A climb of Lost Peak can be made by its dry southwest slopes, but this will entail approximately 3,400 ft of disagreeable scree and talus. You know: the type of scree and talus that makes for a quick, easy descent but is two steps forward and one step back on the ascent. A better way to climb the mountain would be from a start at 7,800-ft Butte Pass, which is about 1 mile WNW of the summit. This route climbs through some sparse sub-alpine tree-cover to the T-junction ridge crest between Pk. 8211 and Pk. 8140 (Pass Butte) then follows the barren crest eastward over Pass Butte (yes, Butte Pass & Pass Butte are the official names!). Climbing Lost Peak from Butte Pass avoids all the scree and talus on the south and southwest slopes of the mountain.
Permits are not required as far as I know, though signing a trailhead register might be requested. When I was out there for a week in August, I saw less than five people once I got back to the Shellrock Pass vicinity.
When To Climb
The peak could probably be climbed in every season except winter. Access depends on conditions for getting to the trailhead. The peak will probably require three days to get to, climb, and get back from, so plan accordingly.

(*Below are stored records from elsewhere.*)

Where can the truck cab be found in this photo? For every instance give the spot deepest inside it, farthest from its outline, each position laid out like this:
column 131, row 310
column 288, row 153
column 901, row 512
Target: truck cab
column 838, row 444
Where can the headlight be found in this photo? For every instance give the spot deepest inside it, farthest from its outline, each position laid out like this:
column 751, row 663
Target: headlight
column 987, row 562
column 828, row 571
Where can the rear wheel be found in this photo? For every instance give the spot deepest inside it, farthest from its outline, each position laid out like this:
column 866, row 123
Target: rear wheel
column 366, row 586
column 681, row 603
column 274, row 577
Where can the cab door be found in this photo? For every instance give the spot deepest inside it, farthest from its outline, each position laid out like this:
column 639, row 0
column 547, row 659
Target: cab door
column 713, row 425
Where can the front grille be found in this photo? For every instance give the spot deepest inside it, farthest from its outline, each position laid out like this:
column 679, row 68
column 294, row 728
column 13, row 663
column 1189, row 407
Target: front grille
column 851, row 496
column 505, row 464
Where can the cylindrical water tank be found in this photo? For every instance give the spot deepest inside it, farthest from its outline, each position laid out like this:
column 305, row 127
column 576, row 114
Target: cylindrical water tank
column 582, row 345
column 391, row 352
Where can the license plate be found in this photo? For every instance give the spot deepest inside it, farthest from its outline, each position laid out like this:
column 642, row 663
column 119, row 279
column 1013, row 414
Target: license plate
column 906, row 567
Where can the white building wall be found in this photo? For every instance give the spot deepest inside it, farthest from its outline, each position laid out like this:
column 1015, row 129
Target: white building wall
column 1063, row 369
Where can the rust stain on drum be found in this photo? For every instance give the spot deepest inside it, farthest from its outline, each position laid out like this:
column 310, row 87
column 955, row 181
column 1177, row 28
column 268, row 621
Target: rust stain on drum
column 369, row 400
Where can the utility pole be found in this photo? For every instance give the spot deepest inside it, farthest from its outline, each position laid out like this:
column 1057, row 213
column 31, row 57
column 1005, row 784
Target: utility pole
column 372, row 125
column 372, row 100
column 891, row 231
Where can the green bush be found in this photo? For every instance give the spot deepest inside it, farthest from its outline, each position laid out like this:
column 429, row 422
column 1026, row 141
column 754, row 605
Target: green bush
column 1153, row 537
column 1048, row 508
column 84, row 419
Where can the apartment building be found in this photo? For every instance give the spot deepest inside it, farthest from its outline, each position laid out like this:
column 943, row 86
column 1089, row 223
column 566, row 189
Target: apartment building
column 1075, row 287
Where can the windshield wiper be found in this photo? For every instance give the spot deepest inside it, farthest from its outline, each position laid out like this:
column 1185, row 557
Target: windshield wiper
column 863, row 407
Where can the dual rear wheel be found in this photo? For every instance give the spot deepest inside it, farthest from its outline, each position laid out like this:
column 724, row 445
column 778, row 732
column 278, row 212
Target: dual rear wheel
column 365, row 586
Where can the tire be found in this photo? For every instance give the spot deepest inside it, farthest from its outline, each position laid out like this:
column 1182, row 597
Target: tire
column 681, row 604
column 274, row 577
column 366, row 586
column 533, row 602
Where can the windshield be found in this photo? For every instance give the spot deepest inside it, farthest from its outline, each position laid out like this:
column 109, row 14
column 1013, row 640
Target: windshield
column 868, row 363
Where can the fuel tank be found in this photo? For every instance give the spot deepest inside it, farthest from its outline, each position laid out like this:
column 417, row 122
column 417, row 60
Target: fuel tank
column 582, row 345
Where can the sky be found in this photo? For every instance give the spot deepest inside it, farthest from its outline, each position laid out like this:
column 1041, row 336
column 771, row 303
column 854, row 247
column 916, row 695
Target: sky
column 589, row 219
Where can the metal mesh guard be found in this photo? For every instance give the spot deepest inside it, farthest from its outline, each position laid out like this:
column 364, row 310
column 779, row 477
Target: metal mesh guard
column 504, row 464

Technical equipment would ordinarily not be necessary--although an ice-axe might be worthwhile in early season.
Campsites are plentiful in the Pasayten Wilderness though the Forest Service does request that you use designated sites--especially for those traveling on horseback. The terrain around the 5,000-ft level of Monument Creek is fairly open forest, allowing a camp to be made almost anywhere, but again sites probably do exist. Once you get up to near Shellrock Pass, the terrain gets a little more rocky. Good camping could be found on the ridge extending east from the low-point at Butte Pass, but water may be scarce here in late-season.
When I was in there in August 2001, I was snowed on lightly for one night at my 7,500-ft camp. Knowing this, plan your clothing appropriately. It can be hot or cold or in between in the Pasayten. Ordinarily, you won't get much rainfall as the wilderness is far east of the Cascade Crest. However, when I was there, it rained for 36 hours straight. I stayed in my tent nearly the whole time.